Every notification Zyphr delivers is sent to a subscriber.
Learn more about Subscribers →
Channels
Channels are the delivery mechanisms for notifications:
| Channel | Use Case |
|---|---|
| Transactional emails, digests, marketing | |
| Push | Real-time mobile and web alerts |
| SMS | Urgent or time-sensitive messages |
| In-App | Persistent notifications within your app |
| Slack | Team channel messages and DMs |
| Discord | Server channel messages with embeds |
| Microsoft Teams | Channel messages with Adaptive Cards |
Each channel has its own configuration, delivery tracking, and status lifecycle.
Templates
Templates are reusable notification content with Handlebars variable interpolation. Define your email layout once, then send it to any subscriber with personalized data.
# Send using a template
curl -X POST https://api.zyphr.dev/v1/emails \
-H "X-API-Key: zy_live_your_key" \
-d '{"to": "user@example.com", "template_id": "welcome", "template_data": {"name": "Jane"}}'
Topics
Topics are subscriber groups that enable fan-out delivery. When you trigger a workflow targeting a topic, every subscriber in that topic receives their own execution — like a pub/sub model for notifications.
Common uses: product announcements, team channels, category subscriptions, regional alerts.
Subscriber Preferences
Preferences give subscribers control over what they receive. Preferences operate at three levels:
- Global — enable/disable all notifications
- Channel — enable/disable by channel (email, push, SMS)
- Category — enable/disable by category (marketing, transactional)
Zyphr automatically respects preferences at delivery time. Notifications marked as is_critical bypass preferences for security-critical messages.
Learn more about Preferences →
How They Work Together
A typical flow:
- A subscriber signs up in your app — you create them in Zyphr
- They subscribe to a topic (e.g., "product-updates")

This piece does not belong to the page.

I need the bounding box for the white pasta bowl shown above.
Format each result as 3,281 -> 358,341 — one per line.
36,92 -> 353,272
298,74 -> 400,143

- You trigger a workflow targeting that topic
- The workflow sends a template through the subscriber's preferred channels
- Delivery respects their preferences — if they disabled push, they get email instead
This composable model lets you start simple (send one email) and scale to complex multi-channel orchestration without changing your architecture.
Additional Primitives
Beyond the core building blocks above, Zyphr provides several advanced primitives:
Digests
Digests batch multiple notifications into periodic summary messages instead of sending each one individually. Configure time-based or count-based windows to control how notifications are grouped.
Cohorts
Cohorts group subscribers into named segments for targeted delivery, performance tracking, and A/B comparisons. Create static cohorts with manual membership, or dynamic cohorts that auto-populate based on filter rules.
Devices
Devices represent push notification endpoints (iOS, Android, Web). Register device tokens to enable targeted push delivery to specific devices or all of a user's devices.
Scheduled Messages
Scheduled messages let you queue notifications for future delivery at a specific time — useful for reminders, drip campaigns, and time-zone-aware sending.